Of course there is another reason why Telstra has beefed up its HFC network, even though it’s most likely going to be decommissioned, the more people it has on the HFC the more it can collect in disconnection payments from NBN Co.
Regulatory nitty gritty
Moving to the regulatory nitty gritty without which the NBN really won’t get anywhere, it would seem that Telstra’s revised structural separation undertaking (SSU) is still not up to scratch as far as its rivals are concerned and Optus is yet to be convinced about NBN Co’s wholesale broadband agreement (WBA).
On the Telstra SSU front, the telco’s rivals are unanimous in their concern that the revised undertaking currently on the ACCC’s table still does not guarantee equivalence. According to AAPT, Telstra’s obligation is too limited and will be ineffective while Macquarie Telecom argues that the revised undertaking still gives Telstra too many loopholes to avoid meeting equivalence obligations.

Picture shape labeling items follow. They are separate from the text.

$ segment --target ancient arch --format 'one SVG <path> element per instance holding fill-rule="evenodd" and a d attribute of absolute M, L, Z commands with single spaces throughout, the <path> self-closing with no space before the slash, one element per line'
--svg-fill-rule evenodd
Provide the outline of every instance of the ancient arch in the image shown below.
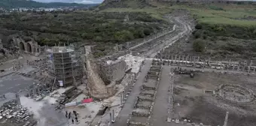
<path fill-rule="evenodd" d="M 26 43 L 26 51 L 31 52 L 32 52 L 32 46 L 29 43 Z"/>
<path fill-rule="evenodd" d="M 20 49 L 22 51 L 25 51 L 25 45 L 23 42 L 20 42 Z"/>

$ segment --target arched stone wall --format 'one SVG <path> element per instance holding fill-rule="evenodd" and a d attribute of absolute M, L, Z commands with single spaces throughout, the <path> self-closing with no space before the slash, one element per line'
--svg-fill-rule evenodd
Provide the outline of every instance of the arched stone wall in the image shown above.
<path fill-rule="evenodd" d="M 20 46 L 20 50 L 21 51 L 25 51 L 25 50 L 26 50 L 24 43 L 20 42 L 20 45 L 19 45 L 19 46 Z"/>
<path fill-rule="evenodd" d="M 29 43 L 26 43 L 26 51 L 29 52 L 32 52 L 32 48 Z"/>
<path fill-rule="evenodd" d="M 13 41 L 16 46 L 19 46 L 20 50 L 31 54 L 38 54 L 41 52 L 40 46 L 36 41 L 31 40 L 25 42 L 22 38 L 13 38 Z"/>

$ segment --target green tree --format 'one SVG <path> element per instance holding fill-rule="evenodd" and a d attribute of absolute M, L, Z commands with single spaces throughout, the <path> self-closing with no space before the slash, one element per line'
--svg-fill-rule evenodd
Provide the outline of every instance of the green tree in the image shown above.
<path fill-rule="evenodd" d="M 253 32 L 253 34 L 256 35 L 256 29 Z"/>
<path fill-rule="evenodd" d="M 193 49 L 196 52 L 203 52 L 206 48 L 206 43 L 200 40 L 197 39 L 193 43 Z"/>
<path fill-rule="evenodd" d="M 123 30 L 121 32 L 117 32 L 114 34 L 114 39 L 117 41 L 124 42 L 133 39 L 133 34 L 130 31 Z"/>
<path fill-rule="evenodd" d="M 144 34 L 145 35 L 150 35 L 151 33 L 151 30 L 150 28 L 146 28 L 144 29 L 143 32 L 144 32 Z"/>

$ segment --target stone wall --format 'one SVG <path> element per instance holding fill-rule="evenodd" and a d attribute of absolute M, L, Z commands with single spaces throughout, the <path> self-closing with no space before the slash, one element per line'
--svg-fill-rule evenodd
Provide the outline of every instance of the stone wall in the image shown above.
<path fill-rule="evenodd" d="M 117 60 L 111 63 L 99 64 L 99 74 L 105 84 L 111 80 L 120 80 L 125 75 L 126 64 L 123 60 Z"/>
<path fill-rule="evenodd" d="M 83 68 L 87 76 L 87 89 L 90 95 L 98 99 L 103 99 L 112 96 L 114 92 L 114 83 L 106 86 L 98 72 L 99 68 L 90 51 L 90 46 L 85 46 L 86 53 L 82 56 Z"/>
<path fill-rule="evenodd" d="M 34 55 L 38 55 L 40 53 L 41 46 L 38 44 L 38 42 L 32 40 L 26 42 L 23 39 L 20 38 L 13 38 L 12 40 L 14 44 L 19 47 L 20 51 L 31 53 Z"/>

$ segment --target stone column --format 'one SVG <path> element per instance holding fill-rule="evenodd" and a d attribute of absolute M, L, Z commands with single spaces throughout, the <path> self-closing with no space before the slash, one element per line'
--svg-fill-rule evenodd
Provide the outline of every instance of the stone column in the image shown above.
<path fill-rule="evenodd" d="M 112 126 L 112 115 L 111 115 L 111 112 L 109 112 L 109 126 Z"/>
<path fill-rule="evenodd" d="M 39 85 L 38 85 L 38 94 L 41 94 Z"/>
<path fill-rule="evenodd" d="M 224 126 L 227 126 L 227 124 L 228 113 L 229 113 L 228 112 L 226 112 L 226 116 L 225 116 L 225 121 L 224 121 Z"/>
<path fill-rule="evenodd" d="M 129 88 L 129 83 L 127 83 L 127 86 L 126 86 L 126 96 L 127 97 L 129 94 L 130 94 L 130 88 Z"/>
<path fill-rule="evenodd" d="M 187 56 L 187 57 L 186 57 L 186 64 L 187 63 L 187 60 L 188 60 L 188 56 Z"/>
<path fill-rule="evenodd" d="M 123 106 L 123 92 L 120 94 L 120 106 Z"/>
<path fill-rule="evenodd" d="M 29 89 L 28 90 L 28 94 L 29 94 L 29 98 L 31 96 Z"/>
<path fill-rule="evenodd" d="M 33 82 L 33 97 L 35 97 L 36 94 L 36 91 L 35 91 L 35 84 Z"/>
<path fill-rule="evenodd" d="M 200 57 L 198 56 L 197 62 L 199 62 L 199 58 L 200 58 Z"/>
<path fill-rule="evenodd" d="M 112 110 L 112 114 L 113 114 L 113 117 L 112 117 L 111 122 L 112 122 L 112 123 L 114 123 L 115 122 L 115 118 L 114 118 L 114 109 Z"/>
<path fill-rule="evenodd" d="M 124 90 L 123 91 L 123 100 L 126 100 L 126 90 L 124 88 Z"/>
<path fill-rule="evenodd" d="M 17 100 L 17 104 L 18 105 L 20 105 L 21 104 L 20 104 L 20 94 L 16 94 L 15 97 L 16 97 L 16 100 Z"/>
<path fill-rule="evenodd" d="M 242 66 L 242 73 L 245 71 L 245 65 Z"/>
<path fill-rule="evenodd" d="M 238 65 L 237 65 L 237 70 L 236 70 L 239 71 L 239 68 L 240 68 L 240 64 L 238 64 Z"/>

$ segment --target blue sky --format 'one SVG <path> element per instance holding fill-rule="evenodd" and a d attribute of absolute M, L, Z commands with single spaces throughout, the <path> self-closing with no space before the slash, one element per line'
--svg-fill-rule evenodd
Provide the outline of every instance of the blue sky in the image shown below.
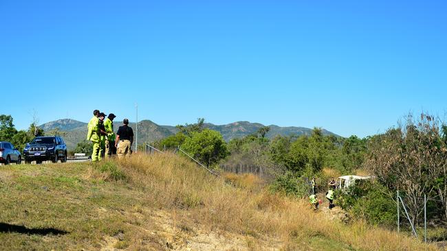
<path fill-rule="evenodd" d="M 0 1 L 0 114 L 383 132 L 445 117 L 445 1 Z"/>

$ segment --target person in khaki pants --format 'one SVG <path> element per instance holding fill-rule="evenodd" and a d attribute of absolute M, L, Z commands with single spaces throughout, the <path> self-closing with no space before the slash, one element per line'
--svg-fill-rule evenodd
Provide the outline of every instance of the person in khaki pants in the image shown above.
<path fill-rule="evenodd" d="M 118 146 L 116 154 L 118 158 L 131 155 L 131 147 L 133 143 L 133 130 L 132 128 L 128 126 L 129 119 L 124 119 L 122 123 L 124 125 L 120 126 L 118 128 L 118 131 L 116 132 L 116 141 L 115 141 L 115 147 Z"/>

As for Optus, while it sees eye to eye with its peers on the SSU, it is still at odds with them with regards to NBN Co’s WBA. So far 21 providers, including iiNet and Primus Australia, have signed up to the WBA but Optus is still trying to iron out some unresolved issues. NBN Co has already made a number of concessions on the WBA front, not to mention the five rewrites, but it looks like Optus is unlikely to jump on board in a hurry or at least until the $11 billion Telstra NBN deal is finally done and dusted.
Spruiking NBN benefits
Finally, Stephen Conroy was out spruiking the benefits of the NBN to the national economy, namely the benefits of teleworking and its positive impact on businesses and their employees. Conroy made the comments as he announced THE date of the first National Telework week, which is to be held from November 12 to 16. From the looks of it Conroy’s spruik couldn’t have come at a better time because as it turns out a new report by the Australian Industry Group and Deloitte has found only 30 per cent of Australian business are sufficiently informed about the benefits of the NBN, with most regional and rural businesses in the dark.